An attempt by students to drop tree clearers into the mountains using an army helicopter during the eighties formed the foundation for future missions. However, as students graduated and moved one, the project died out.
Aleck did a lot of development work exploring many high altitude areas with teams with good rope skills. Getting around was both difficult and time consuming. Helicopters were the only option.
“I walked there every year and looked at the pines. One year, I did the trip with a friend who suggested that we put together a plan of action. He said that their Trust Fund would organize some money for us to do an operation. We did one using a Squirrel helicopter. But even that first time, we quickly started running out of places where we could safely land and access trees,” he recalls.
Initially, volunteers were landed in the mountains using a skid technique. They then climbed to where the trees needed to be eradicated. The wear and tear on the climbers – coupled with a shortage of suitable landing spots – led to a change of plan and the Helihackers began using a strop (or cable) from which rock climbers and equipment could hang. This meant that volunteers could be delivered directly to steeper ground.
Over the years, the system has steadily been improved and at least 15 trips have been completed so far.
They have also improved and added to their equipment.

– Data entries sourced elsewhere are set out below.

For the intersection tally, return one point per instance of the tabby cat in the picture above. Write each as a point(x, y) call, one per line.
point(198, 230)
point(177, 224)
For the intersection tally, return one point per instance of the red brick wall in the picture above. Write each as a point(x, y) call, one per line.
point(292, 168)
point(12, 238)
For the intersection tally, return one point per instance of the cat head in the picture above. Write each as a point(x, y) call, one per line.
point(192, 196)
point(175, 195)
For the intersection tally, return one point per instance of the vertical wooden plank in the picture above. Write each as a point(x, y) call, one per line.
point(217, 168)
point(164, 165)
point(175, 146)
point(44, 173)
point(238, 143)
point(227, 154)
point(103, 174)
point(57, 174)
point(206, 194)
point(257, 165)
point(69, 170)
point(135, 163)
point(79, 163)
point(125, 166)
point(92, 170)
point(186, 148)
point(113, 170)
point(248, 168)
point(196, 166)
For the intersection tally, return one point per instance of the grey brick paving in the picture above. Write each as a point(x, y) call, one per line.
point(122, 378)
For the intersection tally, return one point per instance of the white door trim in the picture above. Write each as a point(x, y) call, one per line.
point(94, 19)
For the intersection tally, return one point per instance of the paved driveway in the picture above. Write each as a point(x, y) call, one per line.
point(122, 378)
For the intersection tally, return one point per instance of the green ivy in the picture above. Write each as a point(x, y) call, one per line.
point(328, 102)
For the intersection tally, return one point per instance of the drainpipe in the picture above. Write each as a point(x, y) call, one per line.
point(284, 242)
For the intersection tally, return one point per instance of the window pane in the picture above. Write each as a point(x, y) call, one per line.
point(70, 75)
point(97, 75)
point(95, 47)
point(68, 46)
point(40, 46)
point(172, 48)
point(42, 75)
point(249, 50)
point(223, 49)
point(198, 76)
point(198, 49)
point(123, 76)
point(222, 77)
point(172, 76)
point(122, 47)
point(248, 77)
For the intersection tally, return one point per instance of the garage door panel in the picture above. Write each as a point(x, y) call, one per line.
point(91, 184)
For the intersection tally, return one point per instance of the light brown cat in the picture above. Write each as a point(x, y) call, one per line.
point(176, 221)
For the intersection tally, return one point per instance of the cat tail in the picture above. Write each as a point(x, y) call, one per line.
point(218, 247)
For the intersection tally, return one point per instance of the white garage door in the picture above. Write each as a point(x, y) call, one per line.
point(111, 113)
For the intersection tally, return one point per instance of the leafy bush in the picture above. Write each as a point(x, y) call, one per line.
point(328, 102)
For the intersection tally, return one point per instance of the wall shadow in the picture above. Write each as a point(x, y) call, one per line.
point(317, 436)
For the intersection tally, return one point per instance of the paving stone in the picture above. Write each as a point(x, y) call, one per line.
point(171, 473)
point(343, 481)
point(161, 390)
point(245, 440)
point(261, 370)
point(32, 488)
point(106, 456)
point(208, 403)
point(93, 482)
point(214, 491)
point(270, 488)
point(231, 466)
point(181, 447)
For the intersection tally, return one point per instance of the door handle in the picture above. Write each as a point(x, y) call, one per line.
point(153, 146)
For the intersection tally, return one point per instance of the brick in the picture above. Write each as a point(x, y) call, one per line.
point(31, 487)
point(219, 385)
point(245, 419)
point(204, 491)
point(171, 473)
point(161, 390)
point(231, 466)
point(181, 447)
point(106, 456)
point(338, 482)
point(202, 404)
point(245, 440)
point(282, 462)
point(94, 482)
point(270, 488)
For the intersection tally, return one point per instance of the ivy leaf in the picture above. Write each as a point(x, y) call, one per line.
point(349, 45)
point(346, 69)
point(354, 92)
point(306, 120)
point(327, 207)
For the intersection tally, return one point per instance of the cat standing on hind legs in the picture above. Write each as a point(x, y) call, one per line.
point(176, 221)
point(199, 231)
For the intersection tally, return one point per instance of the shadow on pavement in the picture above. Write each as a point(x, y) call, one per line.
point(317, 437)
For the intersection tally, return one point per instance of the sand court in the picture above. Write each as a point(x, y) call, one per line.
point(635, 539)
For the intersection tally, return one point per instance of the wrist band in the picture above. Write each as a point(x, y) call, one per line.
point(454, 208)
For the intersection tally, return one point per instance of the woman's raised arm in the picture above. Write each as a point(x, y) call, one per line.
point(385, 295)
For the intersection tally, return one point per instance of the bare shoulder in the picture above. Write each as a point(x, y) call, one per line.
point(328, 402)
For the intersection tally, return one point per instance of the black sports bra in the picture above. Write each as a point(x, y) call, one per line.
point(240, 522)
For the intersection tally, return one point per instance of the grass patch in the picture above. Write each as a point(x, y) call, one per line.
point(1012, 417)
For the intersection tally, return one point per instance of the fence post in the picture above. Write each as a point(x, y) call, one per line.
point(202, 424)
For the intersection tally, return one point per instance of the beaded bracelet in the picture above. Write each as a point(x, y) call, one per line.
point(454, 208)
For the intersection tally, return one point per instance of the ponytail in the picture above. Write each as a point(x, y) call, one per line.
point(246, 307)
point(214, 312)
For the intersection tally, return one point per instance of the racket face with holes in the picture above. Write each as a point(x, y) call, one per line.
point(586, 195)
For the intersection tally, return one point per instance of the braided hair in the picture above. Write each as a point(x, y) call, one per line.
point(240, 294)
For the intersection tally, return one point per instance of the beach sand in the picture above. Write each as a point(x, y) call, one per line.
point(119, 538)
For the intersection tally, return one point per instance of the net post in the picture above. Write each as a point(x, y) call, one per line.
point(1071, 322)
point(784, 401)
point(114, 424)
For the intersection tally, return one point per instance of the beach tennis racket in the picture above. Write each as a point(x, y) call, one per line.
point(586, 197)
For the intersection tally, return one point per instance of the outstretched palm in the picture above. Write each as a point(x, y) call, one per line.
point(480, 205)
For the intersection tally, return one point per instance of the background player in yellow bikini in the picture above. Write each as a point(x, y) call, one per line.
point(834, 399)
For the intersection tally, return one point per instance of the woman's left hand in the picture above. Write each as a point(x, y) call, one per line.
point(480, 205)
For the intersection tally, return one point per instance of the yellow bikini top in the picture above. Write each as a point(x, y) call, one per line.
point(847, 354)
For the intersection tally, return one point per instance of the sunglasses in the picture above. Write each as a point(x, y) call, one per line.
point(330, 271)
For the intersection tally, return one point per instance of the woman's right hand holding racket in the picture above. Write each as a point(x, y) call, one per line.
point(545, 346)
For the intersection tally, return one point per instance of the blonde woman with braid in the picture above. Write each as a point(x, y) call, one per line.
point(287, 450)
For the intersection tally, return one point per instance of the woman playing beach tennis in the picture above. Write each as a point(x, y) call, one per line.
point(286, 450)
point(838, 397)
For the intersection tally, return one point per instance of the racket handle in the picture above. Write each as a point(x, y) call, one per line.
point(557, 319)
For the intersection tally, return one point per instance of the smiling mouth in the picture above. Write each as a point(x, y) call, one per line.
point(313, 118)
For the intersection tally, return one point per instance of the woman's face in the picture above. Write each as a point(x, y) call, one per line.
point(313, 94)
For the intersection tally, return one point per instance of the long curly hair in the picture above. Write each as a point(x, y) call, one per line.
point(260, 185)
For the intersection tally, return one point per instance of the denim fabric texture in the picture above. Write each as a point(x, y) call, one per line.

“Now, we’ve got our own strop. We’ve bought a fuel bowser, so we can supply the chopper and we have a proper system with two hooks, so you can’t accidently release the load at all. It’s very secure. We’ve improved our kit the whole time and we now have 24 hand held radios and eight air land radios to ensure that we’ve got comms all the time with the chopper and can move guys around as we need to and place them wherever they are happy to work,” he says.
At the beginning of last year, Aleck says that they spent at least three weekends working at Milner Peak. By May, they were cutting down trees in the Zuurberg.
But, unusual weather caused delays during the second half of the year and their work was only finished in late December.
“We worked twice above the Hex River Valley and then our last operation was above the Brede River Valley,” he says.
That brought the total number of operations during 2021 to six – the most ever done in a single year. Ordinarily, they only manage to do three over a 12-month period.
“We did all the operations last year with an incredibly skilled pilot by the name of Bronte Heinrich. We were working on very steep ground. Sometimes, we would just have two guys on a short haul system and keep moving them for individual trees on cliffs. We cleared all the stragglers like that.”
PLANNING FUTURE MISSIONS
Although the helicopter drop-off system is by far the most efficient way of clearing AIPs, it is also very costly with the average weekend operation costing in excess of R350 000 – a figure that is likely to increase in line with volatile global fuel prices.
An added challenge is that the Helihackers have started with places that are easier to reach and their tree ridding excursions are now likely to become more and more difficult as they move into places that are harder to reach.
“We won’t run out of places. It’s an immense problem,” he notes.
Aleck says they are in the process of setting up an NPO to process donations so that they can complete at least another six expeditions during 2022.
“I think that the project is growing. We have money from SAN Parks to do an operation in March at Tsitsikamma where the pines are a huge problem. Where the mountains face south, the vegetation is very dense and it is very hard to access the trees.”
The Helihackers can barely help clear the Western Cape let alone the rest of the country which has similar problems.
“At the moment the Helihack crews in the Western Cape donate their time and often use their own equipment – but we really need to scale up this model and, to do that, we need more funding and support,” Aleck admits.